Schilli: Nicht wegen mir, sondern wegen meiner Angestellten. Die arbeiten sowieso schon seit Monaten unter erschwerten Bedingungen. Hier war vor einigen Tagen eine langjährige Kundin, deren Mann mit 54 Jahren an Corona gestorben ist. Das nimmt einen mit, wenn man hinterm Tresen steht und dann plötzlich eine Witwe vor einem steht und man nicht weiß, wie man trösten soll.

»Das hat meinem Personal dann natürlich gerade noch gefehlt.«

SPIEGEL: Corona prägt den Apothekenalltag?

Schilli: Der Laden ist ständig voll, stundenlang am Stück haben wir alle eine FFP2-Maske auf. Dazu kommt die private Situation.

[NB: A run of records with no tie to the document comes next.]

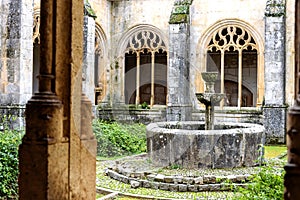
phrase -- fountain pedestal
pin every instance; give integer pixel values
(186, 143)
(209, 98)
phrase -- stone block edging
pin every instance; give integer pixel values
(182, 183)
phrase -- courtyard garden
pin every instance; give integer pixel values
(125, 145)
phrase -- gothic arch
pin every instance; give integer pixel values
(101, 76)
(148, 41)
(123, 42)
(255, 42)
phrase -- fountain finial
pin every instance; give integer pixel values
(209, 98)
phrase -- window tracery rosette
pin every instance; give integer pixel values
(231, 38)
(145, 40)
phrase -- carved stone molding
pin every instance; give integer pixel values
(36, 26)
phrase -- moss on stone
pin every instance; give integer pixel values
(179, 18)
(184, 9)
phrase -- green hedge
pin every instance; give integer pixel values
(118, 139)
(267, 184)
(9, 145)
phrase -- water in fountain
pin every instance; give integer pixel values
(209, 98)
(187, 144)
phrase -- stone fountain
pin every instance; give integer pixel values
(209, 98)
(198, 144)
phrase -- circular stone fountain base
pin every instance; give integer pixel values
(186, 144)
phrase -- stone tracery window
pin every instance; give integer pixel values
(233, 52)
(100, 72)
(145, 69)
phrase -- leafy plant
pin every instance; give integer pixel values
(9, 144)
(145, 105)
(117, 139)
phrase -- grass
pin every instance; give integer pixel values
(271, 153)
(274, 151)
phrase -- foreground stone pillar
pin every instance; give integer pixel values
(57, 154)
(292, 176)
(274, 110)
(179, 102)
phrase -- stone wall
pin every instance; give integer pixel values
(16, 51)
(88, 69)
(275, 106)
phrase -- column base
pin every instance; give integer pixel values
(275, 123)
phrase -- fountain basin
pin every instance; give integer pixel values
(187, 144)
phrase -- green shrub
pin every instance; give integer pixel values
(267, 184)
(9, 145)
(117, 139)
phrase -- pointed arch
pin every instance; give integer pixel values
(236, 36)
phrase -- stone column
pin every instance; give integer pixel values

Die eine kann die Mutter im Pflegeheim nicht besuchen, die andere hat zwei kleine Kinder zu Hause, die nicht in die Kita können.

SPIEGEL: Und dann kommt der Chef auf die Idee, sich mit der AfD und Corona-Leugnern anzulegen…

Schilli: Das Telefon steht nicht mehr still, weil irgendwelche Leute aus Düsseldorf und Berlin hier anrufen und einem erklären wollen, dass es Corona gar nicht gibt. Das hat meinem Personal dann natürlich gerade noch gefehlt. Und ich bin daran schuld.